We encourage the children to develop their historical skills and knowledge as they develop an appreciation and understanding of history being “who we are and why we are the way we are.” David McCullough.
Here at St Mary’s, our children are encouraged to draw upon prior learning and build upon this. This will be scaffolded to support children to recall previous learning and make connections. Teachers are encourage to model explicitly the subject-specific vocabulary, knowledge and skills relevant to allow the children to integrate new knowledge into larger concepts.
In ensuring high standards of teaching and learning in history, we implement a curriculum that is progressive throughout the whole school. History is taught as part of a half-termly topic, focusing on key knowledge and skills. Teachers plan exciting, creative lessons and are encourage to incorporate a variety of sources of evidence, such as visits and visitors (Prior to COVID -19), artefacts, books and the internet.
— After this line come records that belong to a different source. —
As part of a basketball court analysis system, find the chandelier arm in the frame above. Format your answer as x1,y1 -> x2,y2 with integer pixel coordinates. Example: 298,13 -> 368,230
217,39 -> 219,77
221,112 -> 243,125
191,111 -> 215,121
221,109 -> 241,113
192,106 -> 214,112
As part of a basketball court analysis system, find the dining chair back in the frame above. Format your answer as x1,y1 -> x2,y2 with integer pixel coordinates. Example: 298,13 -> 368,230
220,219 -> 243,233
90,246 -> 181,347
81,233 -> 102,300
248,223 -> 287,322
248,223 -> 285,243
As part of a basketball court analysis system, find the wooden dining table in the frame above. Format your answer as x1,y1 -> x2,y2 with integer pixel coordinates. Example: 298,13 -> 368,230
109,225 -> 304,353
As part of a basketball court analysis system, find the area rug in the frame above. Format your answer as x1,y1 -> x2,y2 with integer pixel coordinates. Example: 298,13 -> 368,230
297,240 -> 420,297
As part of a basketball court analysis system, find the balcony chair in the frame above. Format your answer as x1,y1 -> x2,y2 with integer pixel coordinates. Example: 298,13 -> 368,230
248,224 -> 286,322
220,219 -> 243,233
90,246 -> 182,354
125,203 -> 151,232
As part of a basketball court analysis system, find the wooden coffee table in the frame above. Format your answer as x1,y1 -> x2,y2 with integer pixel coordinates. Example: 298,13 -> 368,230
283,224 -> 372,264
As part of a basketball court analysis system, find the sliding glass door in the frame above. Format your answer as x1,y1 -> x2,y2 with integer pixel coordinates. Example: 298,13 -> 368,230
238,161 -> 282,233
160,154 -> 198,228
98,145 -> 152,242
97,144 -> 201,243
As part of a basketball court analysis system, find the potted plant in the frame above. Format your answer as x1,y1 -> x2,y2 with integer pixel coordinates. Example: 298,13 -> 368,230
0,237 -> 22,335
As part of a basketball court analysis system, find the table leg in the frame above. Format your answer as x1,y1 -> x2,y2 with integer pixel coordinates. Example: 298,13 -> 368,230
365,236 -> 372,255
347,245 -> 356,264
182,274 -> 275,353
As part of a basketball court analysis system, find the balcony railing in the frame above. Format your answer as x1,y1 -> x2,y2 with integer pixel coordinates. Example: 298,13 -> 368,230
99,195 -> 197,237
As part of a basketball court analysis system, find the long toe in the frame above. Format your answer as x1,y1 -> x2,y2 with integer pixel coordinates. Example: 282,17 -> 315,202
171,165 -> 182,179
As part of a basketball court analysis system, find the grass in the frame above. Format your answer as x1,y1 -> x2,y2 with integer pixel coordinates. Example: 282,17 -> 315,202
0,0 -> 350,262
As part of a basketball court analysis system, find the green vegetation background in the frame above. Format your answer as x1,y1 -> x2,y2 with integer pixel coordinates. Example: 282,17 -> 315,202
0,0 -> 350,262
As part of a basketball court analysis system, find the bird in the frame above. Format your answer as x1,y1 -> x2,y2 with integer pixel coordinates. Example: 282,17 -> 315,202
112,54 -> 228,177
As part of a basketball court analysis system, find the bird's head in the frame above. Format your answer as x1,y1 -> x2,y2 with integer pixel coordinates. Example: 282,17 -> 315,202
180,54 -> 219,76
The impact of this is to ensure that children at St Mary’s are equipped with historical skills and knowledge that will enable them to be ready for the curriculum at Key Stage 3 and for life as an adult in the wider world. By the end of the children’s primary education, we aim for the children to have a chronological understanding of British history from the Stone Age to the present day. They should be able to draw comparisons and make connections between different time periods and their own lives.
History is typically recorded in pupils 'Creative Curriculum' books and should typically reflect examples of all four strands (chronological awareness, knowledge and understanding, historical concepts and organise, evaluate and communicate information). Some of the evidence will involve photographic evidence or teacher’s notes where the activity has been one of discussion or drama. Pupils will also be encouraged to follow a picture with some independent (where possible) writing, which will explain what they covered that lesson and what they had learnt. St Mary's encourage pupils to transfers their skills and therefore, it can also be the case that 'History work' is also being covering in other subjects and therefore children's work may be found in other work books.
Teachers assess children’s knowledge, understanding and skills in History by making observations within class and by analysis of their written evidence. As part of our assessment for learning process (and in line with our school’s marking policy), children can expect to receive either verbal and written feedback as a means of development. While assessing the children's work, teachers are expected to refer back to the assessment grid provided by the subject leader.